On Fri, Sep 4, 2015 at 9:20 AM, Jiang Liu <jiang.liu@xxxxxxxxxxxxxxx> wrote:
> On 2015/9/4 4:08, Rafael J. Wysocki wrote:
>> Hi Tejun,
>>
>> On Thu, Sep 3, 2015 at 6:19 PM, Tejun Heo <tj@xxxxxxxxxx> wrote:
>>> Hello, Rafael.
>>>
>>> On Thu, Sep 03, 2015 at 02:58:16AM +0200, Rafael J. Wysocki wrote:
>>>> So acpi_device_hotplug() calls lock_device_hotplug() which simply
>>>> acquires device_hotplug_lock. It is held throughout the entire
>>>> hot-add/hot-remove code path.
>>>>
>>>> Witing anything to /sys/devices/system/cpu/cpux/online goes through
>>>> online_store() in drivers/base/core.c and that does
>>>> lock_device_hotplug_sysfs() which then attempts to acquire
>>>> device_hotplug_lock using mutex_trylock(). And it only calls
>>>> either device_online() or device_offline() if it ends up with the
>>>> lock held.
>>>>
>>>> Quite frankly, I don't see how these particular two code paths can
>>>> deadlock in any way.
>>>>
>>>> So either a third code path is involved which is not executed
>>>> under device_hotplug_lock, or lockdep needs to be told to actually
>>>> take device_hotplug_lock into account in this case IMO.
>>>
>>> Hmm... all sysfs rw functions are protected from removal. ie. by
>>> default, removal of a sysfs file drains in-flight rw operations, so
>>> the hot plug path grabs a lock and then tries to remove a file and
>>> writing to the online file makes the file's write method to try to
>>> grab the same lock.

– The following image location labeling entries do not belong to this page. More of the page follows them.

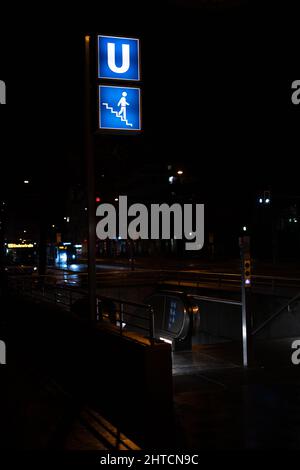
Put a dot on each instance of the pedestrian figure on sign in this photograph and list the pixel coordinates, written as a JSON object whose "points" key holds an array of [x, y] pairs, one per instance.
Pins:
{"points": [[123, 103]]}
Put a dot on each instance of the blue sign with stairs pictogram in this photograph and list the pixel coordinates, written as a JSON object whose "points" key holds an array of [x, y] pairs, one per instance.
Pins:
{"points": [[119, 108]]}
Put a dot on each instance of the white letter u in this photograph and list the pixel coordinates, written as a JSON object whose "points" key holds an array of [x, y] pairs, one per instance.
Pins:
{"points": [[111, 58]]}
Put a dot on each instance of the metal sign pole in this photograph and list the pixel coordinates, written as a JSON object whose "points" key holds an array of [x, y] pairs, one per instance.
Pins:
{"points": [[244, 243], [89, 155]]}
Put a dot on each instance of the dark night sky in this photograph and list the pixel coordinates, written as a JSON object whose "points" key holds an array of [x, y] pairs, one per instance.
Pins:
{"points": [[216, 91]]}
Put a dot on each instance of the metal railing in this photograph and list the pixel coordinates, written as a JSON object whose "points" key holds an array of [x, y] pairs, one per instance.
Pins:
{"points": [[132, 316], [136, 317]]}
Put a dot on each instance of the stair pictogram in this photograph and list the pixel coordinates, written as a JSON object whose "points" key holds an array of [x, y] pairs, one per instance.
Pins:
{"points": [[117, 114]]}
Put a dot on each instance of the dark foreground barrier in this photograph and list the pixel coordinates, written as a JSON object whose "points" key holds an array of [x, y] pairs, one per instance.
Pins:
{"points": [[128, 380]]}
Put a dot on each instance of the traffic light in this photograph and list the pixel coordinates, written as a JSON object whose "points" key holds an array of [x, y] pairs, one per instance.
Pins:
{"points": [[247, 271]]}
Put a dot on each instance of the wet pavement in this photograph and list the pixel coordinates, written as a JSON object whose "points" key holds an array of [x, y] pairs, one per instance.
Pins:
{"points": [[221, 406], [217, 404]]}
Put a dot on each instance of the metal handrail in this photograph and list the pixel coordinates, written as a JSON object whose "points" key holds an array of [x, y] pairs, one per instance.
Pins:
{"points": [[276, 314]]}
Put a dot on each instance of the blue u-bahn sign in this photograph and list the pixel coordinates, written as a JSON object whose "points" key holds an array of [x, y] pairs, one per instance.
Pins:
{"points": [[119, 108], [118, 58]]}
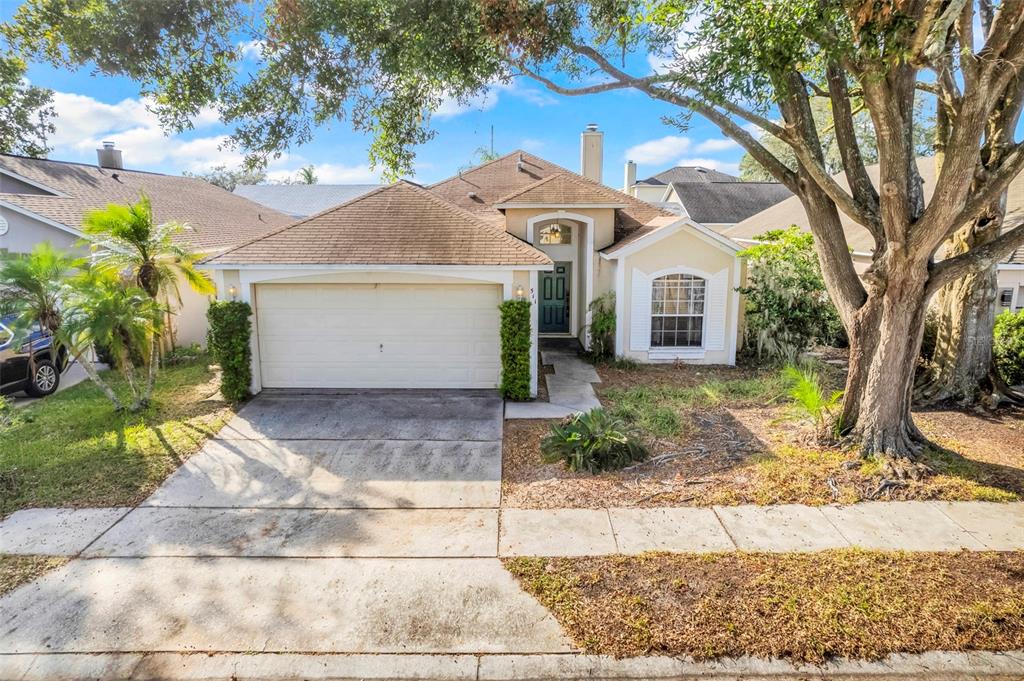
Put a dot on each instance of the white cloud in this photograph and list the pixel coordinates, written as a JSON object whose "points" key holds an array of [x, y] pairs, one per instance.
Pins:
{"points": [[658, 151], [712, 145], [83, 123], [714, 164]]}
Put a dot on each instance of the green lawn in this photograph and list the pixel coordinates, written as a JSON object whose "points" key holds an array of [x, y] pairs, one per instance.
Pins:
{"points": [[73, 450]]}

It deadlocks if the hotunplug path already has
>>> the lock and trying to drain the online file for removal.
>>
>> My point is that you cannot get into that situation. If hotplug
>> already holds device_hotplug_lock, the write to "online" will end up
>> doing restart_syscall().
>>
>> If the "online" code path is holding the lock, hotplug cannot acquire
>> it and cannot proceed.
>>
>> Am I missing anything?
> Hi Rafael,
> I think your are right. The lock_device_hotplug_sysfs() has
> already provided a solution for such a deadlock scenario. And there's
> another related code path at boot as:
> smp_init()
> ->cpu_up()
> ->cpu_hotplug_begin()
> So it seems to be a false alarm. Any way to teach lockdep
> about this to get rid of the false alarm?

Well, maybe we could call lock_device_hotplug() from that code path too?